Model 4, entailing competition among private entities purchasing on behalf of a public insurance scheme, as in Colombia and the Netherlands, is not well suited to prevailing conditions in India. It would require developing risk equalization mechanisms in each state and further regulating competing private insurance companies, to ensure that they do not try to avoid high risk patients and select only the healthiest customers (cream-skimming). This would place excessive demands on public regulatory agencies at a time when they are still nascent in India.
The Way Forward
We therefore suggest that India pursue a PPS approach along the lines of Models 2 and 3, in which non-competing tax-financed public insurance agencies purchase care from a mix of public and private providers. These agencies could be public sector or parastatal agencies (Model 2) or regulated non-profit private entities (Model 3).
On the provision side, states like Tamil Nadu and Kerala, which have strong government health systems, could purchase health care from public hospitals and clinics, while in other states with weaker government health services and predominantly private providers, the major share of the purchasing might be from private sector.
Such a purchaser-provider split would allow Indian consumers to access the providers they prefer, while giving purchasers leverage to demand better quality, lower cost services. We see this as the best way for India to use its growing public purse to improve the health of its population.
The main arguments against a PPS in India are that private providers would exploit patients’ ignorance and purchasing institutions’ weakness to order costly medically unnecessary services; or, even worse, that the purchasers (especially where they are government-contracted private companies) would collude with private hospitals and doctors to bankrupt the system. While we acknowledge these as risks, we believe that through increasing public sector control and professionalization of purchasing, and stronger regulation of all providers, these risks can be effectively managed in India.

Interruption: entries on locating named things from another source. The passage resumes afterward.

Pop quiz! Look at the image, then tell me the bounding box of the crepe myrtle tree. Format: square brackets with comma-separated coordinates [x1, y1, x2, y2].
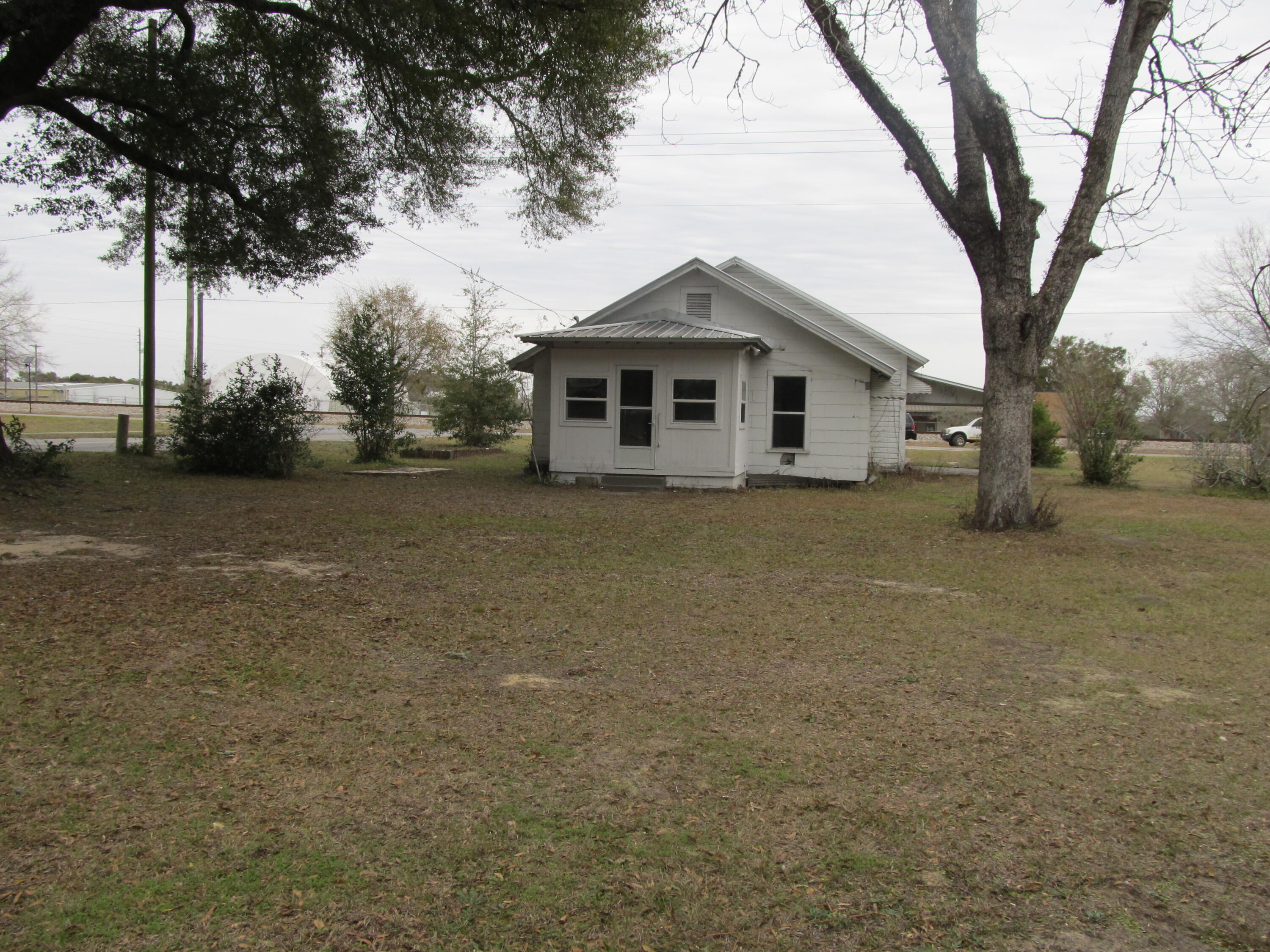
[697, 0, 1270, 529]
[0, 0, 671, 288]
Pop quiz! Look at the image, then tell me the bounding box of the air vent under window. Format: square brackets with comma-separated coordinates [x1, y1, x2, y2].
[683, 291, 714, 321]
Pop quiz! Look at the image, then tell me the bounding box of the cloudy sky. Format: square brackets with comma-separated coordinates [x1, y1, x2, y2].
[0, 0, 1270, 383]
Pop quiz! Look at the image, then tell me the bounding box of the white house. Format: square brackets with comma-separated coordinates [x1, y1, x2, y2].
[207, 354, 342, 411]
[43, 383, 177, 406]
[511, 258, 930, 487]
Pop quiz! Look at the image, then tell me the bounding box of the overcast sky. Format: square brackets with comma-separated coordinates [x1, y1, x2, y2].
[0, 0, 1270, 383]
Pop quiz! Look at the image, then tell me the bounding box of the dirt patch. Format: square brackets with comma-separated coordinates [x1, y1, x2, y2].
[1041, 697, 1090, 713]
[0, 532, 150, 562]
[1138, 688, 1199, 704]
[498, 674, 564, 688]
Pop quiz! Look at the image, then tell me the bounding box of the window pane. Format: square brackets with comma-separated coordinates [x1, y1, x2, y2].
[772, 414, 806, 449]
[564, 377, 608, 400]
[617, 407, 653, 447]
[674, 380, 714, 400]
[564, 400, 608, 420]
[674, 402, 714, 423]
[621, 371, 653, 406]
[772, 377, 806, 414]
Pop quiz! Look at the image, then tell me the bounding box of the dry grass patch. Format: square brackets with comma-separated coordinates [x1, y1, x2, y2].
[0, 444, 1270, 952]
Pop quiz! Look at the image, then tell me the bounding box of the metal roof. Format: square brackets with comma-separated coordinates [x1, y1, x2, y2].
[519, 308, 772, 350]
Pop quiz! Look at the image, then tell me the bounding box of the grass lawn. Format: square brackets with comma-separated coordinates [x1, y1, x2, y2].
[0, 440, 1270, 952]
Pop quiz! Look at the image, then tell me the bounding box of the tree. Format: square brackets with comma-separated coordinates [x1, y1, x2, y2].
[1142, 357, 1199, 438]
[701, 0, 1270, 529]
[0, 249, 44, 380]
[433, 282, 526, 447]
[0, 0, 671, 288]
[171, 357, 318, 479]
[326, 294, 420, 463]
[335, 282, 455, 400]
[1043, 336, 1146, 485]
[1179, 222, 1270, 439]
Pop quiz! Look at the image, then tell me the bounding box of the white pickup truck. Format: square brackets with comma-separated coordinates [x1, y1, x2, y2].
[940, 416, 983, 447]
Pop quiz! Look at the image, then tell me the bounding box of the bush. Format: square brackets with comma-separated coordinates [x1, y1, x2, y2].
[433, 367, 525, 447]
[1186, 437, 1270, 495]
[1033, 400, 1067, 466]
[169, 357, 318, 479]
[0, 416, 75, 479]
[326, 294, 413, 463]
[432, 278, 526, 447]
[1069, 416, 1142, 486]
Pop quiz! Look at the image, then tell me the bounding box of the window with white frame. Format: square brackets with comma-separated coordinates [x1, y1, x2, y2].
[683, 287, 715, 321]
[772, 377, 806, 449]
[671, 377, 718, 423]
[564, 377, 608, 420]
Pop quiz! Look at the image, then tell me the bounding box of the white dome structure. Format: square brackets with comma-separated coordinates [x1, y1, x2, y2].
[207, 353, 335, 410]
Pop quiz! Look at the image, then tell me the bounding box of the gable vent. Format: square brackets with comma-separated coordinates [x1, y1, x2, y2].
[683, 291, 714, 321]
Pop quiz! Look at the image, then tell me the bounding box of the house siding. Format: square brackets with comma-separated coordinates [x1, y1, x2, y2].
[521, 264, 926, 481]
[532, 348, 551, 466]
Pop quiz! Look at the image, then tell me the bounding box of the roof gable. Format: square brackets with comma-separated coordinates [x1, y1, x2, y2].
[519, 307, 772, 350]
[719, 255, 927, 367]
[574, 258, 904, 377]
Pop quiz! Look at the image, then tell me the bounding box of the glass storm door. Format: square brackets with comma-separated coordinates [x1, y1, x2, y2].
[613, 367, 654, 470]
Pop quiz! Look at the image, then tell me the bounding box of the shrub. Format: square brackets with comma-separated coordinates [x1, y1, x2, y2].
[433, 279, 526, 447]
[1069, 416, 1142, 486]
[1033, 400, 1067, 466]
[433, 367, 525, 447]
[1186, 435, 1270, 495]
[326, 294, 413, 463]
[169, 357, 318, 479]
[0, 416, 75, 479]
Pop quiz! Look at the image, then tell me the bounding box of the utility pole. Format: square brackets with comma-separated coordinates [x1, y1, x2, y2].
[185, 265, 196, 390]
[194, 291, 203, 388]
[141, 20, 159, 456]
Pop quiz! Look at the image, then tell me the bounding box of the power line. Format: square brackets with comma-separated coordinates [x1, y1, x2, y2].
[618, 132, 1270, 151]
[385, 228, 564, 319]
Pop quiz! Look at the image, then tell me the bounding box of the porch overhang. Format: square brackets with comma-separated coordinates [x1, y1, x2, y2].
[512, 308, 772, 360]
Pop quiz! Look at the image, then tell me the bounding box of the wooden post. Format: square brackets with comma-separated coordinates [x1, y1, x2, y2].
[194, 291, 203, 388]
[141, 20, 159, 456]
[185, 269, 196, 388]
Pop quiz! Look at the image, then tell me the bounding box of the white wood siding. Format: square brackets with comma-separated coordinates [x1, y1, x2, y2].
[561, 265, 909, 481]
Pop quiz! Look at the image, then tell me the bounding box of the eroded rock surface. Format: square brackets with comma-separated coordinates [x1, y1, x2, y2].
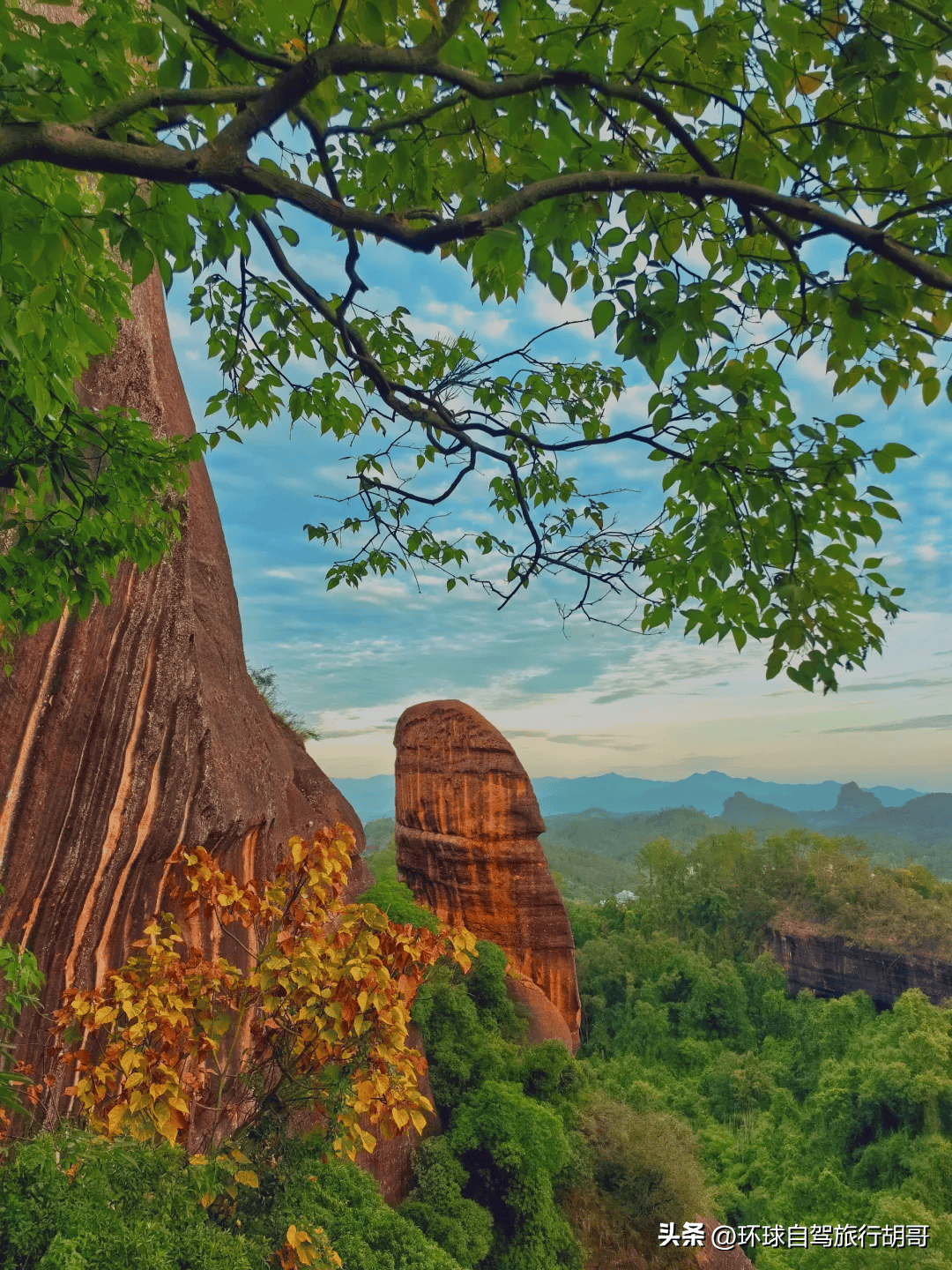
[0, 274, 372, 1132]
[393, 701, 582, 1049]
[767, 922, 952, 1010]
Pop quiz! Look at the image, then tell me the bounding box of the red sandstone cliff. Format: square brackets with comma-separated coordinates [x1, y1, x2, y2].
[767, 918, 952, 1010]
[0, 273, 372, 1132]
[393, 701, 582, 1049]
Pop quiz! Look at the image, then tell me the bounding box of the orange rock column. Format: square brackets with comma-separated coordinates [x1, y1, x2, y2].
[393, 701, 582, 1050]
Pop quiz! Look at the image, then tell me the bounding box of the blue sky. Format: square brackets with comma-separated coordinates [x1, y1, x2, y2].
[169, 213, 952, 790]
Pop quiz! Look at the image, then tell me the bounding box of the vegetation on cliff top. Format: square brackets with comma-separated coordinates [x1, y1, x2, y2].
[569, 833, 952, 1270]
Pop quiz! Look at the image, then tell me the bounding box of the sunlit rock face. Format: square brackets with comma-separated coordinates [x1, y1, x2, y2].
[0, 274, 372, 1132]
[393, 701, 582, 1050]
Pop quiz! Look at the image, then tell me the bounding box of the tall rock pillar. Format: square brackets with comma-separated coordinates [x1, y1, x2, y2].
[0, 273, 372, 1122]
[393, 701, 582, 1049]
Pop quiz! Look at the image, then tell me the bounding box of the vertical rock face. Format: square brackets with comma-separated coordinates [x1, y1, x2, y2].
[0, 274, 372, 1122]
[393, 701, 582, 1049]
[767, 921, 952, 1010]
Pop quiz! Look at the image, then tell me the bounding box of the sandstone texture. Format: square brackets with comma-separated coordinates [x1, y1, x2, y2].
[0, 274, 372, 1132]
[393, 701, 582, 1050]
[767, 922, 952, 1010]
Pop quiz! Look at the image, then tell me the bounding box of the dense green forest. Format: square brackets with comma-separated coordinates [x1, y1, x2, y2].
[0, 829, 952, 1270]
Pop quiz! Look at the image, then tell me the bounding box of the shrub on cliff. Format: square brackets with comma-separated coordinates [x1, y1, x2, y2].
[402, 942, 580, 1270]
[39, 825, 475, 1163]
[565, 1094, 710, 1256]
[0, 1126, 459, 1270]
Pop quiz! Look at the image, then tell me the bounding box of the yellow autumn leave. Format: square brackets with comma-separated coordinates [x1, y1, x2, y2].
[48, 825, 476, 1163]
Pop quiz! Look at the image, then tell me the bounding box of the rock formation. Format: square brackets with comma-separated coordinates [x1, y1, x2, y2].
[767, 921, 952, 1010]
[0, 273, 372, 1132]
[393, 701, 582, 1049]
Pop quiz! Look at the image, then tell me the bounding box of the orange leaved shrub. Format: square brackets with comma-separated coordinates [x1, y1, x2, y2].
[45, 825, 475, 1163]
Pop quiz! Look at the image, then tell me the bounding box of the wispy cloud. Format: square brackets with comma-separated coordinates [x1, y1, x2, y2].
[826, 715, 952, 736]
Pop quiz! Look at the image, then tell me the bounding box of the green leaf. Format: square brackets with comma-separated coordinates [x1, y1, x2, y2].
[591, 300, 614, 335]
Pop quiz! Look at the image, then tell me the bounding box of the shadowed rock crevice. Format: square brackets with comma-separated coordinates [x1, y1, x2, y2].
[393, 701, 582, 1049]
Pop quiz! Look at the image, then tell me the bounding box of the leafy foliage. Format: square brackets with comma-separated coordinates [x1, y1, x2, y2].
[0, 886, 44, 1129]
[44, 826, 475, 1163]
[0, 0, 952, 690]
[248, 666, 321, 741]
[572, 834, 952, 1270]
[0, 1124, 458, 1270]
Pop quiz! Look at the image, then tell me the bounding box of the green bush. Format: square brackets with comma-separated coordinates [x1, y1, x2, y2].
[357, 870, 439, 935]
[566, 1094, 710, 1255]
[0, 1128, 264, 1270]
[0, 1128, 461, 1270]
[400, 1137, 493, 1270]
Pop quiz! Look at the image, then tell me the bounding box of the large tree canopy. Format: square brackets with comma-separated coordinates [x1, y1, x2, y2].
[0, 0, 952, 687]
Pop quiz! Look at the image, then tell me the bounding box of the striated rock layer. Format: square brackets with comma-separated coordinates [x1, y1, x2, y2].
[0, 267, 372, 1132]
[767, 922, 952, 1010]
[393, 701, 582, 1049]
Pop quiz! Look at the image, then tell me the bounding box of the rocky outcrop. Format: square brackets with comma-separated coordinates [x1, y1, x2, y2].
[393, 701, 582, 1049]
[767, 922, 952, 1010]
[0, 267, 372, 1132]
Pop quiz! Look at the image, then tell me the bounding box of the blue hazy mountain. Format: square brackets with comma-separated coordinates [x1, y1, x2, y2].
[334, 773, 921, 820]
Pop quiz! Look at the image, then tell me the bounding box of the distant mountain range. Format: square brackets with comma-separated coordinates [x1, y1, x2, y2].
[334, 773, 932, 829]
[721, 781, 952, 846]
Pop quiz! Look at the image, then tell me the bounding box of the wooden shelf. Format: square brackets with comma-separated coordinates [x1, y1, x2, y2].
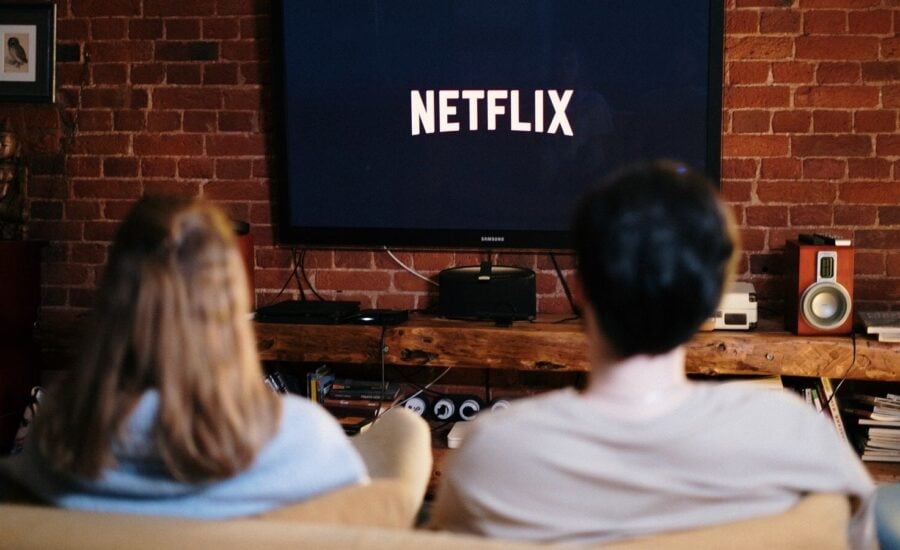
[256, 316, 900, 380]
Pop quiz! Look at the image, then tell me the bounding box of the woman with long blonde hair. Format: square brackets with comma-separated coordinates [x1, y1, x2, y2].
[0, 197, 367, 518]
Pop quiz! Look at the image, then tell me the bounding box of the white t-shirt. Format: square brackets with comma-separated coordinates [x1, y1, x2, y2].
[432, 383, 875, 548]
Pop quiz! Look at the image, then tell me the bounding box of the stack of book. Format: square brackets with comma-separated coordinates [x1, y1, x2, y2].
[322, 378, 400, 435]
[844, 393, 900, 462]
[857, 311, 900, 342]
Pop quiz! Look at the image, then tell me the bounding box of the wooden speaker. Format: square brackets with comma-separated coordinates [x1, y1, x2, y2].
[784, 241, 853, 334]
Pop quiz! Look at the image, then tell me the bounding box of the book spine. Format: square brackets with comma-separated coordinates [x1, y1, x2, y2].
[821, 377, 850, 444]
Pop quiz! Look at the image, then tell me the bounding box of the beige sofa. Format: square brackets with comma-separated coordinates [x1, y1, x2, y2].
[0, 410, 849, 550]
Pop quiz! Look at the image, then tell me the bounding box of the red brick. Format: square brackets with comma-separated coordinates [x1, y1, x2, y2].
[875, 134, 900, 157]
[72, 134, 129, 155]
[103, 157, 138, 178]
[56, 19, 91, 42]
[141, 157, 178, 179]
[216, 0, 258, 15]
[316, 270, 388, 291]
[66, 200, 100, 220]
[881, 84, 900, 108]
[724, 86, 791, 109]
[203, 17, 240, 40]
[813, 110, 853, 134]
[216, 159, 251, 180]
[203, 63, 238, 84]
[834, 204, 878, 226]
[885, 254, 900, 277]
[862, 61, 900, 82]
[30, 201, 63, 220]
[853, 109, 897, 133]
[838, 181, 900, 204]
[816, 63, 862, 84]
[791, 135, 872, 157]
[772, 61, 815, 84]
[133, 134, 203, 157]
[221, 40, 271, 61]
[69, 0, 141, 17]
[720, 180, 753, 202]
[178, 158, 214, 179]
[66, 156, 100, 178]
[78, 109, 113, 132]
[206, 135, 266, 157]
[853, 252, 885, 275]
[772, 111, 812, 134]
[847, 10, 891, 34]
[203, 181, 269, 201]
[756, 181, 837, 204]
[795, 36, 879, 61]
[147, 111, 181, 133]
[731, 110, 770, 134]
[84, 40, 153, 63]
[803, 11, 847, 34]
[794, 86, 880, 108]
[144, 0, 216, 16]
[760, 158, 803, 180]
[166, 63, 203, 84]
[144, 180, 200, 197]
[131, 63, 166, 84]
[72, 179, 142, 199]
[184, 111, 217, 133]
[725, 36, 793, 59]
[218, 111, 256, 132]
[881, 38, 900, 59]
[91, 17, 128, 40]
[790, 204, 834, 227]
[72, 243, 107, 265]
[722, 135, 790, 157]
[84, 221, 119, 242]
[803, 159, 847, 180]
[725, 10, 759, 36]
[91, 63, 128, 84]
[722, 158, 757, 179]
[847, 158, 891, 180]
[746, 206, 788, 227]
[128, 19, 163, 40]
[759, 8, 800, 34]
[855, 229, 900, 250]
[113, 111, 147, 132]
[880, 206, 900, 225]
[153, 86, 222, 109]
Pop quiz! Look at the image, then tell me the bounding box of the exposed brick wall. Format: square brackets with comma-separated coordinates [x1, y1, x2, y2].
[0, 0, 900, 320]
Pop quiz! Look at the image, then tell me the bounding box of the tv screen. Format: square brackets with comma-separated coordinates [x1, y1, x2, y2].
[277, 0, 723, 249]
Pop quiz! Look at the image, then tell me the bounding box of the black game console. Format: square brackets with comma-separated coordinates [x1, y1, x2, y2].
[255, 300, 359, 325]
[438, 262, 537, 323]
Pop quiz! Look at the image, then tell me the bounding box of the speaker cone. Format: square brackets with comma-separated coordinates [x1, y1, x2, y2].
[800, 281, 851, 330]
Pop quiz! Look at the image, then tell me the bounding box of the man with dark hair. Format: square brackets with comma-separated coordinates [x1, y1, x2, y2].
[432, 162, 874, 548]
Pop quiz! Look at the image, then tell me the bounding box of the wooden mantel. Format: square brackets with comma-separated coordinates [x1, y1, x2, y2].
[256, 316, 900, 380]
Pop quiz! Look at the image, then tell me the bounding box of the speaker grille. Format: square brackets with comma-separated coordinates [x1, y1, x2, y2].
[800, 281, 851, 330]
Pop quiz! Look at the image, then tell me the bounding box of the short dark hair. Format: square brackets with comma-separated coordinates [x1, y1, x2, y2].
[575, 161, 738, 357]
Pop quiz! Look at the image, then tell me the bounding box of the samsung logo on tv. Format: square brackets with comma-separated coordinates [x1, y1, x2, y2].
[409, 90, 575, 136]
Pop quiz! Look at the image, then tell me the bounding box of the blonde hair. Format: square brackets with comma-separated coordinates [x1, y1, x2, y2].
[35, 197, 281, 482]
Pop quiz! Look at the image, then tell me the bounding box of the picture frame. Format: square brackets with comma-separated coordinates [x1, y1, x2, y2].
[0, 3, 56, 103]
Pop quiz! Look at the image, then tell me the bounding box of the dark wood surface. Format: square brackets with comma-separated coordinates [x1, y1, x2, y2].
[256, 316, 900, 380]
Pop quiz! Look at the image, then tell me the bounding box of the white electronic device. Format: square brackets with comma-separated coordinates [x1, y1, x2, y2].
[709, 282, 758, 330]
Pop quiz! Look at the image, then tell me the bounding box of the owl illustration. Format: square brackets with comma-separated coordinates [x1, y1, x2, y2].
[6, 36, 28, 67]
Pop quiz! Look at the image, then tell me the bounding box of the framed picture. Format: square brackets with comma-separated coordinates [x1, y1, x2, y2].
[0, 4, 56, 103]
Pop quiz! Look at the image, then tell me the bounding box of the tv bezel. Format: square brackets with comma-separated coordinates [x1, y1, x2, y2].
[272, 0, 725, 252]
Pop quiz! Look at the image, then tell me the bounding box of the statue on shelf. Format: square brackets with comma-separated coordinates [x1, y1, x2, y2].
[0, 119, 26, 240]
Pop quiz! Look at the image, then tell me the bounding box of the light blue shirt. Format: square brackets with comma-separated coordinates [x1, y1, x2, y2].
[0, 391, 369, 519]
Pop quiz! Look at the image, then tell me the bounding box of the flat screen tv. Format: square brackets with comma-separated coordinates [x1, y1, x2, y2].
[275, 0, 724, 250]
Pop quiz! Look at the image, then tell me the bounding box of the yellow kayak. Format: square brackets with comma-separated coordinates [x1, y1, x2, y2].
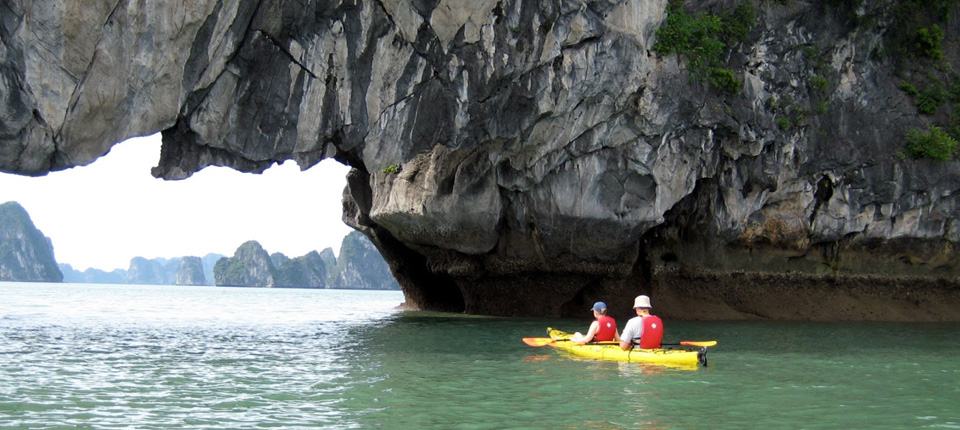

Whatever form of PPS Indian states decide to implement, they will need to take further steps to make their public insurance schemes truly universal. This means expanding the pool of eligible beneficiaries beyond families below the poverty line, to include all households. RSBY is beginning to do this, by incorporating other lower-income groups such as street vendors, taxi drivers, and sanitation workers.
Reaching universal coverage for the Indian public insurance schemes will also require broadening the benefits package to include a wider range of services. At present, RSBY and most state-sponsored schemes are limited to hospital services. Given India’s high rates of maternal and child illness and the significant burden of infectious disease, it is important that expanded government purchasing focus on primary and outpatient services.
The Modi government is at a crossroads. Either it can endorse a bold structural shift towards a purchaser-provider split or it can stay with the largely failing status quo by making modest supply-side adjustments. We would encourage the former. The time to act is now.